1. Stepping Inside Orient House: 22 February, 2003

… for exotic is the place where nothing is utterly ordinary(Kirschenblatt-Gimblett 1998: 48)

 

After a long ride through a rare snowstorm in Istanbul, I enter Orient House, a prestigious tourist restaurant in the Old City, expecting yet another sensory riot. In the round foyer of this chicly-renovated historic cellar, a young female receptionist in folkloric costume greets me in a familiar yet professionally distant manner. I quickly glance at the neat, clean, museum-like display of delicate latticework, earth-toned carpets, brass tables, and reverential tulip imagery. In contrast, the dining and performance space feels boisterous and alive with the European, Middle-Eastern, and Asian patrons’ chatter and their rhythmic silverware rattle. Surveying this busy crowd of between 100-120 people, I wonder why Orient House, unlike other poorly-populated tourist venues, has remained unscathed by the tourism decline brought about by the war in Iraq. The chatter quiets down once the live dinner music, Turkish nightclub art music (fasıl), begins.

 

Following this brief musical introduction, the gray-haired Master of Ceremonies struts across the raised round stage to overstate his multi-lingual welcome: from English and French to Japanese and Arabic.
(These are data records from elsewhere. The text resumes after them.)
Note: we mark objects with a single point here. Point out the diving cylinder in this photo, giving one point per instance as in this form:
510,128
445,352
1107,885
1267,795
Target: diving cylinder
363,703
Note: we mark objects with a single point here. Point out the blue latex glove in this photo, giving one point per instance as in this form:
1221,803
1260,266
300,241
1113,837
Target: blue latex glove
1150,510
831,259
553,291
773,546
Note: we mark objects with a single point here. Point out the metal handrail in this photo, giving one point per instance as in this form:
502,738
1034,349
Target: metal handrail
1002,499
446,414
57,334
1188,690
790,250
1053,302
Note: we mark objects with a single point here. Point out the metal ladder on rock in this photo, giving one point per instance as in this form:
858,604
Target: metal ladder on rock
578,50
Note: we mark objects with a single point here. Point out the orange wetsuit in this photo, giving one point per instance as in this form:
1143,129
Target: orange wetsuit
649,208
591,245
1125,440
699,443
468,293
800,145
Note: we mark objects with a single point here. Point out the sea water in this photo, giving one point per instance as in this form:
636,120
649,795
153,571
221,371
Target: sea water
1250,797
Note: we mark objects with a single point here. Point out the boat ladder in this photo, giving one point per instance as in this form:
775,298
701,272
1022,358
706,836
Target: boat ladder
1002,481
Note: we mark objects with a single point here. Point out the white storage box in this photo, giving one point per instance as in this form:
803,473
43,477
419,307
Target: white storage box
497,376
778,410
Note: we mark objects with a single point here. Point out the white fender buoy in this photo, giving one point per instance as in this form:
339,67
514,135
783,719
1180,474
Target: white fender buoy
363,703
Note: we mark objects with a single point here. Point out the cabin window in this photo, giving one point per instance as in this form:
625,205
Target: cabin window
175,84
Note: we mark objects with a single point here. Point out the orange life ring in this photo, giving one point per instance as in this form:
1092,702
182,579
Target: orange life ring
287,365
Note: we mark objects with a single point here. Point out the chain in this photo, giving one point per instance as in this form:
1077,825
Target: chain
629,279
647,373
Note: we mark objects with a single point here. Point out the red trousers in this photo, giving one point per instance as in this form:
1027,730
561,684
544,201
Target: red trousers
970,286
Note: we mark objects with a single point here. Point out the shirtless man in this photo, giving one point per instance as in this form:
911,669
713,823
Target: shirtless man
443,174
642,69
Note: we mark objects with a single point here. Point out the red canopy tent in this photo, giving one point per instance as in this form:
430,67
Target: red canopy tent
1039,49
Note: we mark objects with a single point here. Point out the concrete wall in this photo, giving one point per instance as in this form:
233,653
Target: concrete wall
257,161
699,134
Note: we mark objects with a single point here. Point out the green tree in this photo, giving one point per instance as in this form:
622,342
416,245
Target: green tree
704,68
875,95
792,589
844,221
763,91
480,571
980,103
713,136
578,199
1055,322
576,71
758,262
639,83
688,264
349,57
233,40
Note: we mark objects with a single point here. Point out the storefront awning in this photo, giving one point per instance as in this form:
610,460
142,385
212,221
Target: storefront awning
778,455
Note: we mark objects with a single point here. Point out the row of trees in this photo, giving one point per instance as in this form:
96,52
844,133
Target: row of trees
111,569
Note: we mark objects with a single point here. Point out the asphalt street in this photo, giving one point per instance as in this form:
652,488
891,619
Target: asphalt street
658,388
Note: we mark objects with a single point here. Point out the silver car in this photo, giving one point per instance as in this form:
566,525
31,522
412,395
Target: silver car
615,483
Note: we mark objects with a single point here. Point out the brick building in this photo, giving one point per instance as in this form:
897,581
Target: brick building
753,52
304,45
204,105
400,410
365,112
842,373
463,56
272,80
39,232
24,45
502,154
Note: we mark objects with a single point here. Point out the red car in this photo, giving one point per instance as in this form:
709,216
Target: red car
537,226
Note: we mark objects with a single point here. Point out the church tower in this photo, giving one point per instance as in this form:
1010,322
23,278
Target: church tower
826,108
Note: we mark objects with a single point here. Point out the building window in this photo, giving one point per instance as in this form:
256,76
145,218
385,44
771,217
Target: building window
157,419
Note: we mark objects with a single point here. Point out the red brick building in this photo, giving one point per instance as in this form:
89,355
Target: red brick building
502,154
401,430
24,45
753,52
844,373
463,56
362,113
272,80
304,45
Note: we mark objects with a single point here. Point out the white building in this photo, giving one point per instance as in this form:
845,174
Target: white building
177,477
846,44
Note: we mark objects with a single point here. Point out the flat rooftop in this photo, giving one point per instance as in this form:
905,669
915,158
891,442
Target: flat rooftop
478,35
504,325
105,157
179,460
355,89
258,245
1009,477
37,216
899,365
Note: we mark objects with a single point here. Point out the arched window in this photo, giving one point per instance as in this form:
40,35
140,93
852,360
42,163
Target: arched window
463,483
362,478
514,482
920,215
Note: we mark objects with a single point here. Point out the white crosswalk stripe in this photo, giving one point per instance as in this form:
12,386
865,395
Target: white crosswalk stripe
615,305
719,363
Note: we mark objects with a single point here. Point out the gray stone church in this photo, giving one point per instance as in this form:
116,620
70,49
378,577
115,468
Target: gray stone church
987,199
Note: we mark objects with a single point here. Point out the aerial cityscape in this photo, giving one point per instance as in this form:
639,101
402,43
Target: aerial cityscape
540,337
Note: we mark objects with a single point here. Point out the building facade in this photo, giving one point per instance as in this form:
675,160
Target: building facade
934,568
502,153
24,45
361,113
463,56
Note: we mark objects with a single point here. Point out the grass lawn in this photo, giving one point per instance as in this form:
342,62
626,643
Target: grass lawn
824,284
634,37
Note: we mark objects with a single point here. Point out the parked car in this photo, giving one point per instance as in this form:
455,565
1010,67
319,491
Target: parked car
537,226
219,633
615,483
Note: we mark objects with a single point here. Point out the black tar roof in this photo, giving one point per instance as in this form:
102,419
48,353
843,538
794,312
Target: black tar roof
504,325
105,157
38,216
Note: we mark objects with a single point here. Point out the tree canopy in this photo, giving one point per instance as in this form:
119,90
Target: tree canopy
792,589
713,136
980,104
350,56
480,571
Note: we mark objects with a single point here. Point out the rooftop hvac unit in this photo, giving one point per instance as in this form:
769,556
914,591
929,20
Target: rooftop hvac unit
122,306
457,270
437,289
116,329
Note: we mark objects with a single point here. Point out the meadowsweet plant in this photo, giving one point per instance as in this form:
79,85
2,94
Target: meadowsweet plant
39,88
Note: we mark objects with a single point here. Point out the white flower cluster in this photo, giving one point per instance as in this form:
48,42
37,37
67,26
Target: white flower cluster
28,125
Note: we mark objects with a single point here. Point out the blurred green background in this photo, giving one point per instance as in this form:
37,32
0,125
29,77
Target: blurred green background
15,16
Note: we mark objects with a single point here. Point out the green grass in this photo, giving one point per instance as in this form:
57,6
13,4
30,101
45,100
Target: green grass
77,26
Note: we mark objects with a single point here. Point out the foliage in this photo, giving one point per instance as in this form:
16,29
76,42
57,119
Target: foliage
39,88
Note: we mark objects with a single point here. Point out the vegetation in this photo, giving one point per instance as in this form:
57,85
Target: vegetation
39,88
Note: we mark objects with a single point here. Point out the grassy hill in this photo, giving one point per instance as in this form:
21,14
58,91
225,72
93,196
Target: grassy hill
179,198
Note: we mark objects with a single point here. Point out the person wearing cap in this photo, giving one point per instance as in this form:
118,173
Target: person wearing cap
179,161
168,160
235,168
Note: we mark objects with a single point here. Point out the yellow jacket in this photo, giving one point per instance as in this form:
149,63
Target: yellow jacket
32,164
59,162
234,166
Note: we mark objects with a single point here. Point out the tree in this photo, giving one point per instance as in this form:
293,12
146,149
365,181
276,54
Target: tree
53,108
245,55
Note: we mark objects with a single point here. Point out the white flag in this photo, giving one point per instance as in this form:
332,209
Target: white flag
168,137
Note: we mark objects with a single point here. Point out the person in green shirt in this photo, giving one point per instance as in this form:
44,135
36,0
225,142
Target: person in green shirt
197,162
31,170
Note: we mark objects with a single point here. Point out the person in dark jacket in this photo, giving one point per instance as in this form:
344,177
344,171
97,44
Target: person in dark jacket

In a loud bass voice matching his imperial costume, he introduces the show as “a unique, nostalgic, and authentic journey to an Ottoman past and folk traditions.” The raucous program is composed of brief vignettes common to almost all Istanbul tourist locales: regional folk dances, ranging from Aegean zeybek to Black Sea horon, interwoven with three fifteen-minute belly dance shows to mostly recorded music, with occasional singing and commentary by the MC. Continuous animation, live music for most genres, and an onstage parade of Turkish costume and food, however, are unique to this establishment. [3] The audience’s engagement and applause as well as the MC’s commentary and the venue’s advertisements say it loud and clear: belly dance is the main attraction at this locale. [4] As elsewhere, the sensual and ethnic belly dance performances at the Orient House help commercialize embodied native culture as they authenticate and concretize an imaginary Oriental space. [5]

 

Of all the stars, the last dancer, Birgül is not only the most coveted, but also the most controversial. Birgül, unlike other dancers at and beyond Orient House, prefers live music performance and she exerts significant control over her musicians. Directing her witty and raunchy physical humor at eager tourists and musicians, this dancer also playfully embraces and challenges gender stereotypes about belly dancers’ alleged immodesty. Here I revisit her uniquely assertive performance to highlight the artistic - kinetic and auditory - as well as socio-economic negotiations among the dancers, musicians, and audience in and beyond the performance space. In so doing, I take up three lines of inquiry. First, what does Birgül’s performance reveal about the aesthetic tools that musicians and experienced belly dancers deploy in structured improvisation? By detailing the sonic and kinetic dialogue in one particular performance, I reconfigure the dancer’s body as a powerful musical instrument whose power resides not only with artistic fluency, but also with market and nonmarket exchanges in the broader entertainment sector. Second, by treating Birgül’s performance as socially atypical, I explore both the causes and consequences of power-saturated conflicts between dancers and musicians within and beyond live performance: how Rom identity, gender distinctions, and socio-economic capital intersect to heighten or remedy inequality among performers. Third, by incorporating the views of musicians, agents, and other dancers, I inquire as to what extent Birgül’s sexual and artistic agency diverges from the norm.